1972 novel by Alma Timms

Time and Chance is an Australian novel by Alma Timms. It was the twelfth in the Great South Land Saga of novels originally started by E. V. Timms. He died in 1960 while writing the 11th, The Big Country, which his wife Alma completed; she then wrote the final instalment. Alma had researched and help plot all the novels with her husband, so the task was relatively simple.

The books were republished in one volume in 1978 as The Timms Saga.

==Plot==
The Gubbys - Martha, her husband, daughter Penelope, her husband Simon - return to England to visit Mary Ann.

==Background==
When E.V. Timms died, his widow Alma completed his novel, The Big Country. Then she went overseas, came back home and moved to the city.
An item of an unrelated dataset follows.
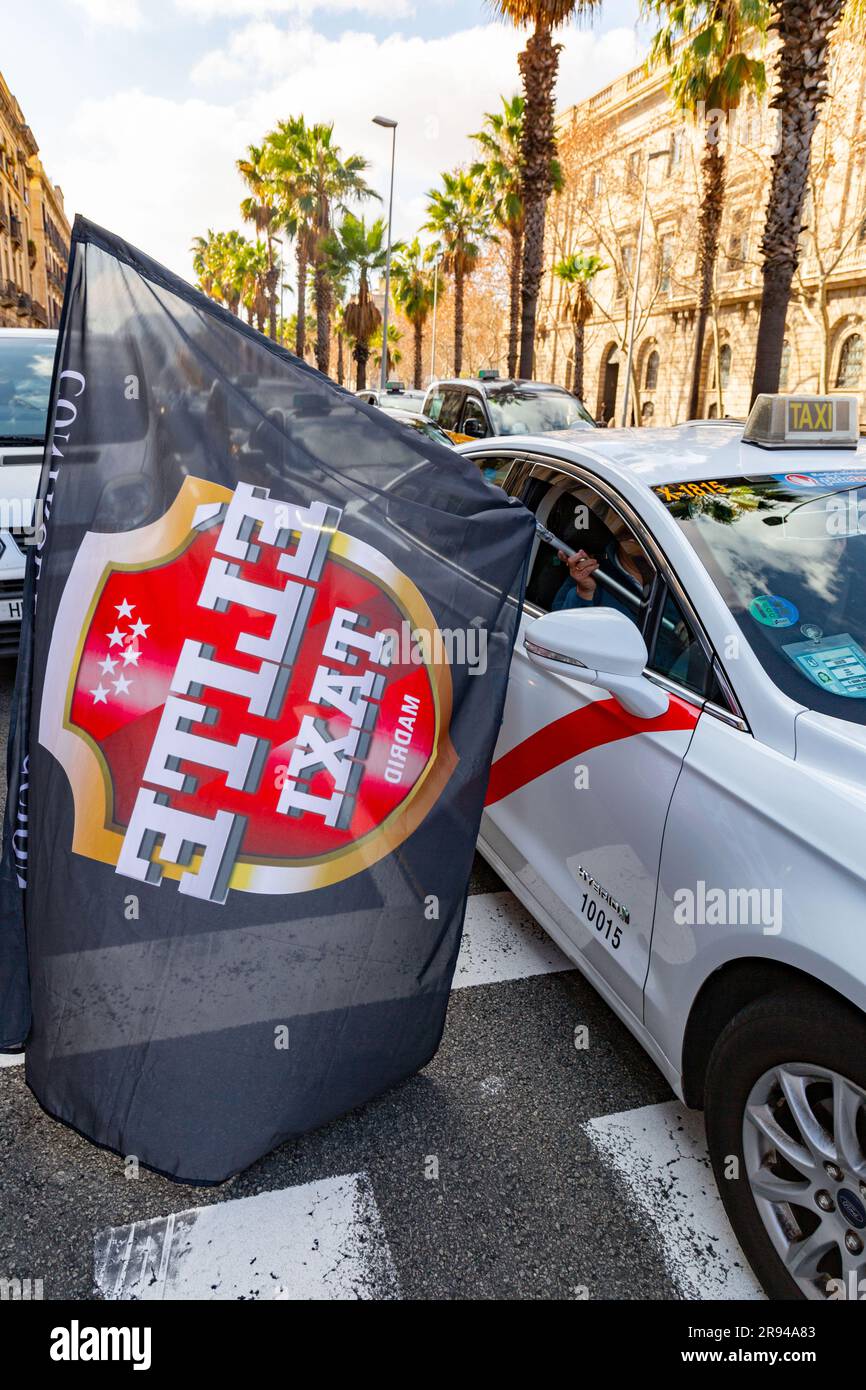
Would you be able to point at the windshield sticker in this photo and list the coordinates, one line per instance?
(836, 663)
(683, 491)
(773, 610)
(820, 480)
She was unsure what to do next, and decided to write a nove that would complete her husband's Great Southern Land Saga.

==Reception==
The Canberra Times wrote it "marks the end of a saga which began with much promise in 'Forever to Remain' and gradually frittered away into formula romance, which Mrs Timms handles no worse than her husband in his declining years."

The Age called it "light, pleasant reading."

Alma Timms later wrote another novel under her own name, A Town Rising (1976).